Text mining can prove a useful tool when attempting to tease out the connotations of specific words within large bodies of texts. Close reading hinders the ability of one scholar to cover more than a manageable amount of books, but with distant reading tools one scholar can take a large corpora and apply the same methods of analyses to garner support for their argument. The argument can thus open itself up to under-studied works.
In my project what I hope to have shown is a way in which traditional scholarship can be translated to distant reading methods, and then applied to texts not served by the original scholarship. My keyword findings adhere to the original argument made by Gilbert and Gubar, and those texts I processed outside the scope of their argument uncovered similar themes. Though my analysis required the specific context of each word, it was a far more efficient means of digging into several novels at once than close reading, and it yielded similar results. For example: in my comparison against A Tale of Two Cities, we can see that the female authors were, in fact, incorporating words and tropes in a similar manner to their male contemporaries, therefore supporting the argument that women were covertly incorporating messages of rebellion within already popularized literary styles.
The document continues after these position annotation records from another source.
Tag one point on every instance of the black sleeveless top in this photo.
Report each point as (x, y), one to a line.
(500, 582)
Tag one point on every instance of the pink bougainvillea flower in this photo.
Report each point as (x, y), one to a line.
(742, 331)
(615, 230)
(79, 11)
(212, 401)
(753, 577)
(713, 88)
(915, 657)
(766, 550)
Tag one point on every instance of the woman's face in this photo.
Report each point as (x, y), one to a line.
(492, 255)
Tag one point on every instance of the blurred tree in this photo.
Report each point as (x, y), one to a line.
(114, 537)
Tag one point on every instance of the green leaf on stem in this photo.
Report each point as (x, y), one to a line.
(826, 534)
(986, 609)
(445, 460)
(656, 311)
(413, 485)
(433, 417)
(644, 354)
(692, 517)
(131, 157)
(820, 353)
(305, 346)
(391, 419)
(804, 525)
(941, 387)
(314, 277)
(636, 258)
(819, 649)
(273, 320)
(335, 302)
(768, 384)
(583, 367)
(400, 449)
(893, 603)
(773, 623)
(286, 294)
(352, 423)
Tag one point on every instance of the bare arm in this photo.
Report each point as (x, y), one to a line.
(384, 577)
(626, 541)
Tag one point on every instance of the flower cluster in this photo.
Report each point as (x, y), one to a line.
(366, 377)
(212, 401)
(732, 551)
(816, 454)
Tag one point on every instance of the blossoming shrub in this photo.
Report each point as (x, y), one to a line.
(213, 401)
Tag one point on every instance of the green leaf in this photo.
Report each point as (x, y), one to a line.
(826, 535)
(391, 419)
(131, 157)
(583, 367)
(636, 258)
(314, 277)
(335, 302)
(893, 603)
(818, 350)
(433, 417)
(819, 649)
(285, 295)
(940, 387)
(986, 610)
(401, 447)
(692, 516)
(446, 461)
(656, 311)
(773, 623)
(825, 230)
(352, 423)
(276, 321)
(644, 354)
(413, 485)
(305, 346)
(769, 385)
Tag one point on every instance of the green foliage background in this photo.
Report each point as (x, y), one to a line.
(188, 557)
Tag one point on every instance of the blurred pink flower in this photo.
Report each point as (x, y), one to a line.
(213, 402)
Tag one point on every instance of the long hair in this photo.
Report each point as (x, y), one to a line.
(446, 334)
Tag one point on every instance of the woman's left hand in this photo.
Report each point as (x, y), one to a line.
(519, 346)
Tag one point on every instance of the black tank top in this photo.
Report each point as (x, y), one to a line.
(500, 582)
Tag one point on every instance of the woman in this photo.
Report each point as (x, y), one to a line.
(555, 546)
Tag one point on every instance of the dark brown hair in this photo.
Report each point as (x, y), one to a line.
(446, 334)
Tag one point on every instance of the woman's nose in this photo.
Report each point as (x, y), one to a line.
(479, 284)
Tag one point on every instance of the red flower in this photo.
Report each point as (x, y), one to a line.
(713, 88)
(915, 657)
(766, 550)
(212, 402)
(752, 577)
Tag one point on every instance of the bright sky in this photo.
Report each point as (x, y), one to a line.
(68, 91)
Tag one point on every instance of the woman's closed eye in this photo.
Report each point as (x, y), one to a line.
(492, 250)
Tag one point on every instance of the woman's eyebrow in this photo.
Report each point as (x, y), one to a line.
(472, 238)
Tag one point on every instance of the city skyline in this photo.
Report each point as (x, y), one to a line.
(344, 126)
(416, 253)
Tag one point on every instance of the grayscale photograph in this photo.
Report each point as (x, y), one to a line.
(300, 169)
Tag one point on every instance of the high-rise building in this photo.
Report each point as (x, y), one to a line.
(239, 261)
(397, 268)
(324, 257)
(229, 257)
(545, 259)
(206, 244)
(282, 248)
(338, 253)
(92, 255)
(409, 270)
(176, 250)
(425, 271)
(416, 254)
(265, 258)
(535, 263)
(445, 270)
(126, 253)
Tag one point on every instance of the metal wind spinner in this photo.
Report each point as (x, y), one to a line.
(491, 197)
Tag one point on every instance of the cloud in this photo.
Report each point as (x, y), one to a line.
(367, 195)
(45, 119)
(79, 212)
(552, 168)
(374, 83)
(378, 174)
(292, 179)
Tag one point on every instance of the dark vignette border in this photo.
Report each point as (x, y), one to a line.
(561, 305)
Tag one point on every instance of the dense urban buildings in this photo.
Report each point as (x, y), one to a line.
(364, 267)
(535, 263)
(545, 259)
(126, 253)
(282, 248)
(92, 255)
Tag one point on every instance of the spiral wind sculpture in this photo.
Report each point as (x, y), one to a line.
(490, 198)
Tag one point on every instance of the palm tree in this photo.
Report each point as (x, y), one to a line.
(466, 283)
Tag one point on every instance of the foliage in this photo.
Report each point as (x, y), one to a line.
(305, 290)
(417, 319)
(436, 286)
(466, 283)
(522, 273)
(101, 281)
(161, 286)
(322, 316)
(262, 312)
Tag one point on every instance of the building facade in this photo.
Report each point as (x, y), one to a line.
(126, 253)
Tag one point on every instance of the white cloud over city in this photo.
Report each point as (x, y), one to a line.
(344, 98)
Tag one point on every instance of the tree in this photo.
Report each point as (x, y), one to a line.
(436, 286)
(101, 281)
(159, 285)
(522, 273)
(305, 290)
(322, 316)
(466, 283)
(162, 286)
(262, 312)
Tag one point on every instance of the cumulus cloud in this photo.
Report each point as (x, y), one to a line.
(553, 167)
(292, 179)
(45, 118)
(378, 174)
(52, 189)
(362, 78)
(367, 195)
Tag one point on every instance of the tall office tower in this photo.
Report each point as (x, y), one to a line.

This type of “dataset for distant reading,” as Ted Underwood might call it, is not limited to Gilbert and Gubar’s work or even to literary studies. Text mining tools like AntConc can be employed to study a wide range of art forms including video games, film, and even fanfiction. The great thing about digital humanities projects is that they “actively and deliberately [invite] other perspectives into the data analysis and storytelling process” (D’Ignazio and Klein). Within the scope of my project I did not have the chance to open up my processes to books far outside the original lens of Gilbert and Gubar. The reason being that my project functions as a prototype. My goal was to prove that my processes can mine valid results that can then be analyzed to prove any given argument, mine being about concealed themes. Given the results of my dataset, my future project would see this type of analysis open itself up to works that have never stepped foot into the realm of literary scholarship. In future studies, I would also add additional keywords that reflect synonyms of the time or words that were used by different cultures but meant the same thing. In addition, I would add in a larger control for male-authored texts and do a more practiced comparison of female versus male use of the keywords.
With the steps and processes I have outlaid here, though, it does not have to solely be myself who undertakes the next steps of this project. Accessibility, in this sense, is not only applicable to the texts being studied, but to the one doing the studying. Anyone with a computer and a text file can run the same experiments that I have. I hope this inspires others to create processes that can help open up the world of traditional scholarship.